Experiments on benchmark datasets show that the proposed relation discriminator and new loss can provide significant improvement on variable vision tasks.
- Score: 110.7572918636599
- License: http://creativecommons.org/publicdomain/zero/1.0/
- Abstract: Though recent research has achieved remarkable progress in generating
realistic images with generative adversarial networks (GANs), the lack of
training stability is still a lingering concern of most GANs, especially on
high-resolution inputs and complex datasets. Since the randomly generated
distribution can hardly overlap with the real distribution, training GANs often
suffers from the gradient vanishing problem. A number of approaches have been
proposed to address this issue by constraining the discriminator's capabilities
using empirical techniques, like weight clipping, gradient penalty, spectral
normalization etc.
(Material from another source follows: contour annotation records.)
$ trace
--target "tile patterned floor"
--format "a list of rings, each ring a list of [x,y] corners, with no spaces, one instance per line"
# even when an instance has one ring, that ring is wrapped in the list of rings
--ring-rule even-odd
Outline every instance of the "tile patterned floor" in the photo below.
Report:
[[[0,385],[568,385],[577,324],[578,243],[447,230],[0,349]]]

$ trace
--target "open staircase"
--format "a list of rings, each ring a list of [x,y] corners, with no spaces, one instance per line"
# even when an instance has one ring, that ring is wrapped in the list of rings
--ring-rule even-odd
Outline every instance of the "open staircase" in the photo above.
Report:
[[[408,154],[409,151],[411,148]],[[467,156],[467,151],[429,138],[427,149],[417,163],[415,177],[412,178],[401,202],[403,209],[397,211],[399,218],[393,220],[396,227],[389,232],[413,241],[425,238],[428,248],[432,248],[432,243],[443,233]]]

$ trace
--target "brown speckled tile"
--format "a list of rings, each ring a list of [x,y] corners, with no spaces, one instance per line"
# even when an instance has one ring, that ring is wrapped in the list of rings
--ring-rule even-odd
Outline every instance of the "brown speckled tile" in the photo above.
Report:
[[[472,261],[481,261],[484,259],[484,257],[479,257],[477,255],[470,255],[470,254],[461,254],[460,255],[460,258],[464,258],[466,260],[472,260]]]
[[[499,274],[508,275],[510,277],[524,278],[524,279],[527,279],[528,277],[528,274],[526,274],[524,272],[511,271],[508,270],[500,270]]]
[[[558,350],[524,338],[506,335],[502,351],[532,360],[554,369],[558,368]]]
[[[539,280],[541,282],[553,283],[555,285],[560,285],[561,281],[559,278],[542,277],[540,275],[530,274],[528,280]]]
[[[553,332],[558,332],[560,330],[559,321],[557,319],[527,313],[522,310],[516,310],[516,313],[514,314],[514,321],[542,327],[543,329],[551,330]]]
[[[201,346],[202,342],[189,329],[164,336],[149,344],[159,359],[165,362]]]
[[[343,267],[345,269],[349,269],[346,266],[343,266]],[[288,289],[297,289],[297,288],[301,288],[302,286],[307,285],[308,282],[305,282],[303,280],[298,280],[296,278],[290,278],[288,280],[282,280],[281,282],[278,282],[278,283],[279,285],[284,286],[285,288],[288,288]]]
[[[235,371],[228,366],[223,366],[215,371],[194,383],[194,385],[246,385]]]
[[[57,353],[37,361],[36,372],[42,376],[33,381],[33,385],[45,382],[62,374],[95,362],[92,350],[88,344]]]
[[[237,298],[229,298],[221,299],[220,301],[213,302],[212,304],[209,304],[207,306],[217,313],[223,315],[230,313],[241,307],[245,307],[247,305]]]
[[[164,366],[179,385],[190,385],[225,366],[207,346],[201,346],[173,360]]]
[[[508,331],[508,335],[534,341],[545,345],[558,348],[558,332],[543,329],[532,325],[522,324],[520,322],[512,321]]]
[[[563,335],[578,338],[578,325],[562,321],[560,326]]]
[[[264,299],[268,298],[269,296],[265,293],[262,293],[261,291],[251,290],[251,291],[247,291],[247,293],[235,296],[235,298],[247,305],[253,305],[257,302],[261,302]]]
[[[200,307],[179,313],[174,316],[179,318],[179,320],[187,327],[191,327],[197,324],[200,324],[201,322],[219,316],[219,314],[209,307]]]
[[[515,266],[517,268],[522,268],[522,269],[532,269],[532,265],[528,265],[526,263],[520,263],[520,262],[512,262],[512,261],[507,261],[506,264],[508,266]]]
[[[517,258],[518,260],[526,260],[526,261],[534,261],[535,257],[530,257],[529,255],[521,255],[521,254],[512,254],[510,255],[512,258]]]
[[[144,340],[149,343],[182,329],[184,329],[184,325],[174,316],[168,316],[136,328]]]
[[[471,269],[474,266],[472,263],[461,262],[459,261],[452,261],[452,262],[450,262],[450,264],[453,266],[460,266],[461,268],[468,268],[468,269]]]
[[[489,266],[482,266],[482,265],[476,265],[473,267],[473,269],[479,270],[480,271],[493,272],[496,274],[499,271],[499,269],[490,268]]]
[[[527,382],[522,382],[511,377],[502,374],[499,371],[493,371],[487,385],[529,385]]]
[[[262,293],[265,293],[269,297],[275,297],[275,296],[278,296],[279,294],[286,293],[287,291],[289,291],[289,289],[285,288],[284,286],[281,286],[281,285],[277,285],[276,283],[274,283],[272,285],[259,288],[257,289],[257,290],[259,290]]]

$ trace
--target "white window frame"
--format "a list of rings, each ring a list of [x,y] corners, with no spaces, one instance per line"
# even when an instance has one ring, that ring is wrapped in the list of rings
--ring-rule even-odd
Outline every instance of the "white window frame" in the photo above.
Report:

In this paper, we provide a more principled approach as an
alternative solution to this issue. Instead of training the discriminator to
distinguish real and fake input samples, we investigate the relationship
between paired samples by training the discriminator to separate paired samples
from the same distribution and those from different distributions. To this end,
we explore a relation network architecture for the discriminator and design a
triplet loss which performs better generalization and stability. Extensive
experiments on benchmark datasets show that the proposed relation discriminator
and new loss can provide significant improvement on variable vision tasks
including unconditional and conditional image generation and image translation.